Simon climbed from the shallow hole as the old man pulled the blanket back—bringing the shovel down just as the old man gave a startled gasp. A sharp crack to the back of the head brought the old man down easily - then, Simon gave a couple more for good measure, until the man no longer moved.
"Well, I hope you don't mind sharing, chief", Simon said, "I'm sure as hell not digging another hole."
Simon turned back to his work.
In a wide and empty field, and under Simon Parrish's watchful eye, another man dug another hole.
The hot midday sun beat down on them both as the man worked. In the distance, Simon could just make out the line of the road—and, movement suggesting a single car going on its way.
The man worked at a slow, but steady, pace—and, with a lack of emotion that Simon found fascinating. Simon had noticed the anger in his eyes, when he had shown up at his door a couple of hours earlier—and, he had noticed the fear when Simon had shown him the gun he held. But, the journey from there to here had been a long one - and, the trunk of Simon's car was certain to have been hot and cramped.
By the time they reached their destination, it seemed as though he had already worked his way through all the emotions that a man could, or should, be expected to feel when he knew that he was going to die. When Simon had dragged him out of the trunk, and shoved a shovel into his hands, the man had begun to dig without a word—with nothing more than a sense of dull resignation. He no longer even seemed away of the gun that Simon still kept pointed in his general direction. All that seemed left to the man, as far as Simon could tell, was a simple desire to get it over with. That was something that Simon could respect. Standing out beneath the heat of the midday sun, Simon felt the same way.

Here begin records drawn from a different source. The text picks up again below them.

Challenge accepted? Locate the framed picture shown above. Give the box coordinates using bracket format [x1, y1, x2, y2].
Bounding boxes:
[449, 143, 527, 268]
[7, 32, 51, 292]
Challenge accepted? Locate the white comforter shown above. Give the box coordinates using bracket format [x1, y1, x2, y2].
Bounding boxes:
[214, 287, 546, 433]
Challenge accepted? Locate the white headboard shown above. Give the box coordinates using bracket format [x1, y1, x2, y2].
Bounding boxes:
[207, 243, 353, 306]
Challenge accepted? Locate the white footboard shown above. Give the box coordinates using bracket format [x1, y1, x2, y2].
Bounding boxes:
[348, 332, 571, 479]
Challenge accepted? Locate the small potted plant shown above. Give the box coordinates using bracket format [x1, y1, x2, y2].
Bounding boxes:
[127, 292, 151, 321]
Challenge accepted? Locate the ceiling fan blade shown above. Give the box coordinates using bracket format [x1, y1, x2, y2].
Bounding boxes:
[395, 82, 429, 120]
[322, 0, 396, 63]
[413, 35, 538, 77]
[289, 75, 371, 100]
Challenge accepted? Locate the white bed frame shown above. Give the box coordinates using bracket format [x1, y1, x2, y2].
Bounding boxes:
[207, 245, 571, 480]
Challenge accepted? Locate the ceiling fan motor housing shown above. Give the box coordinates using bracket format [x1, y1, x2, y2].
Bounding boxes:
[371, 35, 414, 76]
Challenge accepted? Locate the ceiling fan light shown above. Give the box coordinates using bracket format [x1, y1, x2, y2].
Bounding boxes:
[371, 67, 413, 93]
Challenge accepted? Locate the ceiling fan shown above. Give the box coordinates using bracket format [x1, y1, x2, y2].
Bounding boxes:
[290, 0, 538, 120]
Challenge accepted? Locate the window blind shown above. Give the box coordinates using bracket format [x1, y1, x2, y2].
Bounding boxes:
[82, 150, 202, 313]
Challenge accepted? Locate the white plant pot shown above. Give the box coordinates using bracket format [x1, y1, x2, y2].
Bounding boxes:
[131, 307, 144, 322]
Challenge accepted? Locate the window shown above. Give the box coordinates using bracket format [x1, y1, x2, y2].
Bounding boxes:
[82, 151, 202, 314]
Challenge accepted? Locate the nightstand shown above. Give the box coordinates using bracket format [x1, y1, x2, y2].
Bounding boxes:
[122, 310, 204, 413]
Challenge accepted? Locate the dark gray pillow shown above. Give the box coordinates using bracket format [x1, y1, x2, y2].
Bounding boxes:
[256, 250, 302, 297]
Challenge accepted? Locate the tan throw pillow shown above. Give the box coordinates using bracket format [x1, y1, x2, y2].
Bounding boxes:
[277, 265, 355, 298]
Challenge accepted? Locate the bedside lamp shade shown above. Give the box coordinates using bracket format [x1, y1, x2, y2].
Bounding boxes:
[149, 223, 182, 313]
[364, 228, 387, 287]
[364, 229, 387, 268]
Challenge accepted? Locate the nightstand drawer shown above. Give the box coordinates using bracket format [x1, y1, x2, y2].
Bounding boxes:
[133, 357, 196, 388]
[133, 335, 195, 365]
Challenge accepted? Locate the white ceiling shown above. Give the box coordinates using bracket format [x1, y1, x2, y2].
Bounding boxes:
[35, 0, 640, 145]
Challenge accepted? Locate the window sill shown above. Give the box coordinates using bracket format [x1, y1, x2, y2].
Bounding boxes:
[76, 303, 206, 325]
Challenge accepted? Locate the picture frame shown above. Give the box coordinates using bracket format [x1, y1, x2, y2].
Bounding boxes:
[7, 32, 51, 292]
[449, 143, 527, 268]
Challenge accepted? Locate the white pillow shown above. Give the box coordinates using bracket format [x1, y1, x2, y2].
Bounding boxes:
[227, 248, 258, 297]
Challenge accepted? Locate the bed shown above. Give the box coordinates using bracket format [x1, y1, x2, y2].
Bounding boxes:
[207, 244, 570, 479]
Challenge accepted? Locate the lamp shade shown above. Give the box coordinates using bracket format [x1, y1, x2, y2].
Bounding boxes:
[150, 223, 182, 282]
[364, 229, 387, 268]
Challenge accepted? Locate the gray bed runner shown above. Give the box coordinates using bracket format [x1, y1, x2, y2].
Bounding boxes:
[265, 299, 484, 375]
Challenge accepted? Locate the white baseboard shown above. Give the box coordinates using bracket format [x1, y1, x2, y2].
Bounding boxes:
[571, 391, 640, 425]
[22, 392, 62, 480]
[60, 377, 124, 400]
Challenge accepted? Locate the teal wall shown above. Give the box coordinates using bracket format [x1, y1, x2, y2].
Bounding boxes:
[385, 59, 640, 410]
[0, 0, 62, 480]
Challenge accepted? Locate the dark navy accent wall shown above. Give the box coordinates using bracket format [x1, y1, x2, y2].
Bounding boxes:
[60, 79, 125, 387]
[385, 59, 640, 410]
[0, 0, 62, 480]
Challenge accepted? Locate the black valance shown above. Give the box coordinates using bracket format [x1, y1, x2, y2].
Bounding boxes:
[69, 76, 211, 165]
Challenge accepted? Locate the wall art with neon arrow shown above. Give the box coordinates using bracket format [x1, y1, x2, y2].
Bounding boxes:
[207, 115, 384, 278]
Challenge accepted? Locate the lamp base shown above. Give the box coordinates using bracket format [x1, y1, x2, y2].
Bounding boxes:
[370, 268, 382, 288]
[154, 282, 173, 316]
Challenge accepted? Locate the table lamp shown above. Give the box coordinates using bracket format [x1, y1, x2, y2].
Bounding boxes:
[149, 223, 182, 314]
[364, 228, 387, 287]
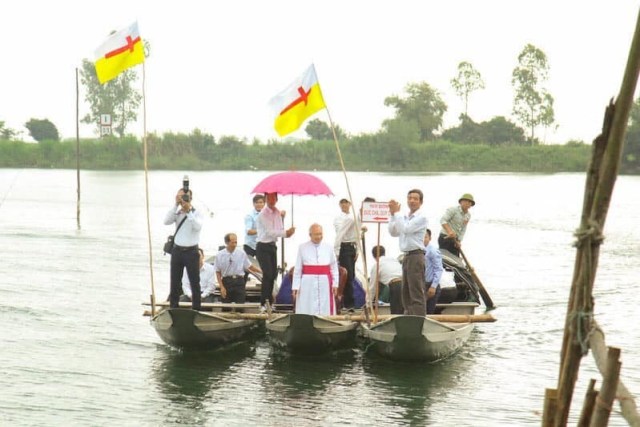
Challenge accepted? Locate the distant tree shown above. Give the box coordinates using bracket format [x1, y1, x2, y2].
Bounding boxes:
[441, 114, 485, 144]
[24, 119, 60, 142]
[511, 44, 555, 145]
[442, 114, 526, 145]
[0, 120, 17, 141]
[451, 61, 484, 116]
[620, 98, 640, 174]
[481, 116, 526, 145]
[218, 135, 243, 147]
[304, 119, 346, 141]
[80, 59, 142, 138]
[384, 82, 447, 142]
[375, 118, 420, 170]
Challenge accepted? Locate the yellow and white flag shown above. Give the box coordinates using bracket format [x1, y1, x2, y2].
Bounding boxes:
[269, 64, 326, 136]
[95, 22, 144, 83]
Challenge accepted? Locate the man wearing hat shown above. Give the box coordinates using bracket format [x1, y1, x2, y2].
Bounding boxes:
[438, 193, 476, 256]
[333, 199, 357, 310]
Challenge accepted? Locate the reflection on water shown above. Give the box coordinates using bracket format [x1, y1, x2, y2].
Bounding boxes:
[363, 351, 473, 424]
[0, 169, 640, 426]
[264, 348, 356, 399]
[151, 342, 255, 425]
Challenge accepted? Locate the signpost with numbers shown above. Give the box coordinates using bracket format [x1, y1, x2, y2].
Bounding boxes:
[361, 202, 391, 323]
[100, 114, 111, 136]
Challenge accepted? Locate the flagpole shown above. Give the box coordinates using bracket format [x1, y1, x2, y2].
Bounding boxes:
[142, 62, 156, 316]
[76, 67, 80, 230]
[325, 103, 369, 320]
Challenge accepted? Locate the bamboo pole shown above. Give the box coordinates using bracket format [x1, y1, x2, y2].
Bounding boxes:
[554, 9, 640, 426]
[76, 67, 80, 230]
[142, 62, 156, 316]
[590, 347, 622, 427]
[542, 388, 558, 427]
[589, 322, 640, 426]
[325, 100, 370, 314]
[578, 378, 598, 427]
[460, 248, 496, 310]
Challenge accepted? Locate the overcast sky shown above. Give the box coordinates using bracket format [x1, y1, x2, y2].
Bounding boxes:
[0, 0, 640, 143]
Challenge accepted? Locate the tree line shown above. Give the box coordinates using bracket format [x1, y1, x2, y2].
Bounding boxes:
[0, 40, 640, 173]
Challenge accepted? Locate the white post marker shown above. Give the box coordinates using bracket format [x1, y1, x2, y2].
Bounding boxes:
[100, 114, 111, 136]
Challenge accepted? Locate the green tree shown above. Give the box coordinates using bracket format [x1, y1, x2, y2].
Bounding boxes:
[511, 44, 555, 145]
[481, 116, 526, 145]
[304, 119, 346, 141]
[24, 119, 60, 142]
[80, 59, 142, 138]
[451, 61, 484, 116]
[442, 114, 526, 145]
[384, 82, 447, 142]
[620, 98, 640, 174]
[0, 120, 17, 141]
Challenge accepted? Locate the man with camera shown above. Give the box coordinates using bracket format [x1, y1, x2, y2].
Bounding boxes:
[164, 177, 203, 310]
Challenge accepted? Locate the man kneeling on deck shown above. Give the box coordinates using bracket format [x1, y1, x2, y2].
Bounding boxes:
[215, 233, 262, 311]
[291, 224, 338, 316]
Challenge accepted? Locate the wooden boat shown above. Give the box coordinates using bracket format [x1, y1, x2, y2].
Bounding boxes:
[151, 308, 258, 349]
[362, 302, 478, 362]
[266, 314, 359, 354]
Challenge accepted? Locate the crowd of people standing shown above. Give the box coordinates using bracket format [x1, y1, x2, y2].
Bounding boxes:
[164, 177, 475, 316]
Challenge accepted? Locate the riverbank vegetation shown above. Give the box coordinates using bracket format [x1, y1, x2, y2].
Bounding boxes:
[0, 45, 640, 174]
[0, 131, 591, 172]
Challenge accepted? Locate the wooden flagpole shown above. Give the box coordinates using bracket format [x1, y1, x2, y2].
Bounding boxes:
[142, 62, 156, 316]
[325, 103, 369, 320]
[76, 67, 80, 230]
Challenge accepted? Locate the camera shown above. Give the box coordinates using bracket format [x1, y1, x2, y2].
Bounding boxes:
[182, 175, 191, 202]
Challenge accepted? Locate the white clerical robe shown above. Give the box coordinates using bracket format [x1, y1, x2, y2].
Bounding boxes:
[291, 241, 339, 316]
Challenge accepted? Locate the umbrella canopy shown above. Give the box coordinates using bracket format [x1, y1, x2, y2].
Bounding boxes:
[251, 172, 333, 196]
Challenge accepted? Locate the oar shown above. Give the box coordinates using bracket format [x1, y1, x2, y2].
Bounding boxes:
[460, 248, 496, 310]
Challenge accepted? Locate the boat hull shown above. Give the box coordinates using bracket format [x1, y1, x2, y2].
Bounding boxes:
[266, 314, 358, 355]
[151, 308, 257, 349]
[363, 316, 474, 362]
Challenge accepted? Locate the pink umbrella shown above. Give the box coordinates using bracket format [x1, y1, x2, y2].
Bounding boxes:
[251, 172, 333, 196]
[251, 172, 333, 272]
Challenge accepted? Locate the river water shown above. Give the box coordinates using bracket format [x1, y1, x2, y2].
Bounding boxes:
[0, 169, 640, 426]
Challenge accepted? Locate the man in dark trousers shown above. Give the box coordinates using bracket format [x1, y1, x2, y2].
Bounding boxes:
[333, 199, 357, 310]
[164, 186, 203, 310]
[256, 193, 296, 311]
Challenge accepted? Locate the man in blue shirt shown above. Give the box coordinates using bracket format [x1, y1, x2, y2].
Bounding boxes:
[243, 194, 264, 257]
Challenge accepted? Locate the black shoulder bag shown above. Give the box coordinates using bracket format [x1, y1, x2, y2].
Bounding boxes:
[162, 215, 187, 255]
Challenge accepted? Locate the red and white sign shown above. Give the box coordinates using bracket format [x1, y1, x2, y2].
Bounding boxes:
[362, 202, 391, 222]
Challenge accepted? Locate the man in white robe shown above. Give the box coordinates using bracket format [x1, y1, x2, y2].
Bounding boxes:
[291, 224, 338, 316]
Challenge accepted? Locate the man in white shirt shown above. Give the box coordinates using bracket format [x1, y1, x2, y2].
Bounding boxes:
[389, 189, 428, 316]
[215, 233, 261, 311]
[333, 199, 357, 310]
[291, 224, 339, 316]
[369, 246, 404, 314]
[164, 186, 203, 310]
[256, 193, 296, 311]
[180, 249, 216, 302]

Some time later, though, the man's resigned apathy gave way to simple exhaustion—he paused, letting the tip of the shovel rest in loose dirt as he leaned on it.
"I don't have all day, chief", Simon said, "what's the hold-up?"
"Honestly", the man sighed, "I'm still hoping for a last minute rescue."
Simon glanced about, looking one way then the other - then back to the man with a shrug. "I don't know what to tell you", he said. Then, "that should do. Let's get this over with. Any last words?"
The man looked up at Simon - on the verge of speaking, but finding himself with nothing much to say. Eventually, he just gave a helpless sort of shrug.
"That's a shame", Simon said, raising his gun and taking aim. But, then, he paused, "oh, damn", he said.
"What's the problem?"
"I just realized that someone still needs to bury you."
"Yeah, I feel for you, buddy", he said.
Simon gave a rueful sort of smile. "Thanks", he said, then he squeezed the trigger.
A young girl of six lay still in her bed—pretending to be asleep. She sat up as Simon appeared in the doorway, offering a broad, happy, smile. "Daddy", she said, "you're home!"
"Hello, Princess", Simon said. He leaned down to kiss her on the forehead, and to let her wrap her arms around his neck. "You're supposed to be asleep", he said.
"Uh-huh", she said. Then, "read me a story?"
Simon groaned. "Not tonight", he said, "it's been a long day."
"Please!", her attempt at a pout was ruined by her persistent smile—though, the combined effect was still enough to wear Simon down.
"Fine", he said, "go pick something out. Just one, though."
Simon settled himself into the chair set next to her bed with a relieved groan—watching her rush across the room to pick out a book. A moment later, she returned, thrusting a book into his hands, then climbing back up into her bed. It had been a long day—but, Simon knew he had to remember to make time for family. It was good to keep things in balance.